Carbon atoms can form diverse molecules by bonding to four other atoms

• With a total of 6 electrons, a carbon atom has 2 in the first electron shell and 4 in the second shell.
• Carbon has little tendency to form ionic bonds by losing or gaining 4 electrons to complete its valence shell.
• Instead, carbon usually completes its valence shell by sharing electrons with other atoms in four covalent bonds.
• This tetravalence by carbon makes large, complex molecules possible.
• When carbon forms covalent bonds with four other atoms, they are arranged at the corners of an imaginary tetrahedron with bond angles of 109.5°.
• In molecules with multiple carbons, every carbon bonded to four other atoms has a tetrahedral shape.
• However, when two carbon atoms are joined by a double bond, all bonds around those carbons are in the same plane and have a flat, three-dimensional structure.
• The three-dimensional shape of an organic molecule determines its function.
• The electron configuration of carbon makes it capable of forming covalent bonds with many different elements.

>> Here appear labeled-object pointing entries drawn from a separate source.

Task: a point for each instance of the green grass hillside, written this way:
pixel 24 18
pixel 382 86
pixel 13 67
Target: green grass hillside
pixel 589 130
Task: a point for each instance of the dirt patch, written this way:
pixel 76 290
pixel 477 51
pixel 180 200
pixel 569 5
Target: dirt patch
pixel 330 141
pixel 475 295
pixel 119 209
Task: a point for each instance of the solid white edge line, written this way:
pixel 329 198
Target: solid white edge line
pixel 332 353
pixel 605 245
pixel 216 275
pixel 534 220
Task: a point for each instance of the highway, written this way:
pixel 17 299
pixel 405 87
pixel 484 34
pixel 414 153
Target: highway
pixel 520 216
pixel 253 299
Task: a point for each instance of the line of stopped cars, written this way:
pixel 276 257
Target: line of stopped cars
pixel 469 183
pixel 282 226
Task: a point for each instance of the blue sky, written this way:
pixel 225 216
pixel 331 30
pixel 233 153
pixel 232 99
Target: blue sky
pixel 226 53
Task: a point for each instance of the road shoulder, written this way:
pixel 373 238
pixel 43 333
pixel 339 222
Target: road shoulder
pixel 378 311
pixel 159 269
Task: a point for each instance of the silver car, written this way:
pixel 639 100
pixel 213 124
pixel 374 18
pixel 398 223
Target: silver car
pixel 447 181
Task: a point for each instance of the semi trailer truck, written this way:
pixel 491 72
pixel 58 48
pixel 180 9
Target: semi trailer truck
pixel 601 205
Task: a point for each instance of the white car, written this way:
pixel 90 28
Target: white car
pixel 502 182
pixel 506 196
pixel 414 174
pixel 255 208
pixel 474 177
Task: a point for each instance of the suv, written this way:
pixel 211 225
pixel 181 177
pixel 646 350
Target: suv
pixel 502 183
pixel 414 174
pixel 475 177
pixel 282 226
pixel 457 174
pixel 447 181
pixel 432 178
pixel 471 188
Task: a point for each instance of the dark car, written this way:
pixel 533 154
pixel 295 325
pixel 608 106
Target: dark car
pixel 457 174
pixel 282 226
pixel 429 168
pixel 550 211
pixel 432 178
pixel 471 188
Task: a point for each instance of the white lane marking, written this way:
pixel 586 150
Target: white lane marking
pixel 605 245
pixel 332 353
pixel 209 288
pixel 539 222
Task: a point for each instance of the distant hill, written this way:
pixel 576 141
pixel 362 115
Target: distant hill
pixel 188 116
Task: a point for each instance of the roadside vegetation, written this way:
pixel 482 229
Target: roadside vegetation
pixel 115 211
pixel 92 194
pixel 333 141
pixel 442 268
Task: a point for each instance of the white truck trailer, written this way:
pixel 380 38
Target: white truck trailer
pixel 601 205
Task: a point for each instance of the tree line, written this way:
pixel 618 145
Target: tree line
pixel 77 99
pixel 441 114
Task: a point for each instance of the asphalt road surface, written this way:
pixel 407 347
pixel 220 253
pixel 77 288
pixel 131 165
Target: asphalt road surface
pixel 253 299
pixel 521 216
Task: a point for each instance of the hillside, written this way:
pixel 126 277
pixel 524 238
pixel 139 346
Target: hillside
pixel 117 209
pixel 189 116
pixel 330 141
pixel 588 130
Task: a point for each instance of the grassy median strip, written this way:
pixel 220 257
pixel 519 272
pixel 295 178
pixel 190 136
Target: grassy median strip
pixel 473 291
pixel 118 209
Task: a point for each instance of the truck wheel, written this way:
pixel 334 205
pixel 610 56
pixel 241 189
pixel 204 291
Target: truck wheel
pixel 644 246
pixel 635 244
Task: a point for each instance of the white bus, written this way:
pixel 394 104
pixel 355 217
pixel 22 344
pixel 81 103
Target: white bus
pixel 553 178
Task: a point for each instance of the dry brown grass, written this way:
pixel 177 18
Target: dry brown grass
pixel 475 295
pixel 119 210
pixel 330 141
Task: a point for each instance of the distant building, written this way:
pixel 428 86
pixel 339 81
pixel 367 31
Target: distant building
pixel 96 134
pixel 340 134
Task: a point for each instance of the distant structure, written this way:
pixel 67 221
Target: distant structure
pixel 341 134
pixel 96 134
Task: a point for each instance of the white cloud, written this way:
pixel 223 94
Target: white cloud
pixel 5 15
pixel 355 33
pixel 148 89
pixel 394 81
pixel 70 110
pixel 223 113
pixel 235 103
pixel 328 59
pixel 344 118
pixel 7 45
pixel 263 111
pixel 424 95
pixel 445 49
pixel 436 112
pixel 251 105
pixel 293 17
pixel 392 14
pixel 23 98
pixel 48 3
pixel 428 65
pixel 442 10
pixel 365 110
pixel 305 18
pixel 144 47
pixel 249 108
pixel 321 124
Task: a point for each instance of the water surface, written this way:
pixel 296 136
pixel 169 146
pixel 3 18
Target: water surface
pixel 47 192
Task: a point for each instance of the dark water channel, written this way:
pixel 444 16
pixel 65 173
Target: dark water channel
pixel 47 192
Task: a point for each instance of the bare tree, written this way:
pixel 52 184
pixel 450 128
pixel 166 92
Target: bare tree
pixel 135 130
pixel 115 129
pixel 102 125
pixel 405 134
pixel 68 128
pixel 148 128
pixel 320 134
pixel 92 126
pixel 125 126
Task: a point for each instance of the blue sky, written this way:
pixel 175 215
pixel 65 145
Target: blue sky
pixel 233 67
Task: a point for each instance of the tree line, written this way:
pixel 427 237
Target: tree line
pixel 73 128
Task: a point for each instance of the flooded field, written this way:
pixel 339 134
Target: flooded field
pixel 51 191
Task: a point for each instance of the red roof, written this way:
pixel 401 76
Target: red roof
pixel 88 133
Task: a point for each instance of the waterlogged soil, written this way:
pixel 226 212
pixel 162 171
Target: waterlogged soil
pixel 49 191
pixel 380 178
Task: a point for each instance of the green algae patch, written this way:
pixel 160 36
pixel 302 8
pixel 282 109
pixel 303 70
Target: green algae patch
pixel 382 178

• The valences of carbon and its partners can be viewed as the building code that governs the architecture of organic molecules.
• In carbon dioxide, one carbon atom forms two double bonds with two different oxygen atoms.
• In the structural formula, O=C=O, each line represents a pair of shared electrons. This arrangement completes the valence shells of all atoms in the molecule.
• While CO₂ can be classified as either organic or inorganic, its importance to the living world is clear.
• CO₂ is the source of carbon for all organic molecules found in organisms. It is usually fixed into organic molecules by the process of photosynthesis.
• Urea, CO(NH₂)₂, is another simple organic molecule in which each atom forms covalent bonds to complete its valence shell.